目当てなし 240907
2024/9/7
カヤックで海へ漕ぎ出すとき、目線はできるだけ遠くへ向ける。パドルを海へ差し込む近い所だけを見ていると、進むべき方向を見失ってしまうからだ。逆に水平線の彼方だけを見ていると、これも危ない。目に映る景色が変わらず無力感に襲われるし、海面ぎりぎりに突き出た岩礁で船底をこすったり、乱れた潮目に捕まったりするからだ。
また、カヤックでは、目的地なしの航海ほど不安なものはない。
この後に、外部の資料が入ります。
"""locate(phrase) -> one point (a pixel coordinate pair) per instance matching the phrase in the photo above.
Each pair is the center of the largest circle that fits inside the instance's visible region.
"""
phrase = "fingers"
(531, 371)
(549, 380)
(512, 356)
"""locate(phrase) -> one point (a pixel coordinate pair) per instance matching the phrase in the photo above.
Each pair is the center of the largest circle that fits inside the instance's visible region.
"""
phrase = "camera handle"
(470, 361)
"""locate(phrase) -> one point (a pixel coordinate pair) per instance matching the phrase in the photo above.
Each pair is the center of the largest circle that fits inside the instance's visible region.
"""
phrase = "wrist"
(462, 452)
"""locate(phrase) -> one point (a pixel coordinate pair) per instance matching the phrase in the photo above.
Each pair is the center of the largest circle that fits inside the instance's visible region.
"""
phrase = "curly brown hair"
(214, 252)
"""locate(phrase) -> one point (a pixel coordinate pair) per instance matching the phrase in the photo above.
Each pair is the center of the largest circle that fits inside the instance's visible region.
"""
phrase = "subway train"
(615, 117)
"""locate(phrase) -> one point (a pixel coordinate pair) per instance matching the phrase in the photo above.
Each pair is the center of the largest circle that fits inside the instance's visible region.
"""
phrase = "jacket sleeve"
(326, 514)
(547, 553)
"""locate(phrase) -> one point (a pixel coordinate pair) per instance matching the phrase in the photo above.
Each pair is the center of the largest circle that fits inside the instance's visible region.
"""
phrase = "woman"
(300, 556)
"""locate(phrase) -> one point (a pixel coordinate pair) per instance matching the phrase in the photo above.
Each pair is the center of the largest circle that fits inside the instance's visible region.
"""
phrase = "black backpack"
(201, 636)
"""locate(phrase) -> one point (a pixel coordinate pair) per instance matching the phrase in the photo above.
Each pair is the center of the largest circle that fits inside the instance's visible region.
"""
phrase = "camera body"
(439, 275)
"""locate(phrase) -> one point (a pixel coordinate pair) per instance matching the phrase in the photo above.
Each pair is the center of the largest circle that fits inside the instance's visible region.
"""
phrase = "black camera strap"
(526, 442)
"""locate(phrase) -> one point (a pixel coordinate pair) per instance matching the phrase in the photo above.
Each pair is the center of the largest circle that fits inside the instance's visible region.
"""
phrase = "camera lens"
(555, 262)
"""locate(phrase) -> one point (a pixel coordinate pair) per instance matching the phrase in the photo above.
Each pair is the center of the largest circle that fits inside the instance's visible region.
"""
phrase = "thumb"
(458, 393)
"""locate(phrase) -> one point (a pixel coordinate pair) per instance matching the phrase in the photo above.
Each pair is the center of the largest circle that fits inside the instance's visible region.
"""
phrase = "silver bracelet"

漂い続ける行為の向こうには、仮に遭難しなかったとしても死ぬイメージしかないからだ。
私がいけばなの道を歩き始めたとき、目的地はなかった。20余年を経て目的やゴールイメージははっきり見えないけれど、少しずつ靄が晴れつつある気分だ。それは、ある意味で行く先を探すことをやめて、漂い続けることを目的にしてしまうという思い付きによる。シーカヤックでは死ぬ覚悟が必要かもしれないけれど、いけばなでは目的意識がなくても死ぬことはない。
いいじゃん、いけばな! 目的地に到達することに意味があることがらと、目的地に関係なく「それ」をしていること自体が目的なのもいいことだ。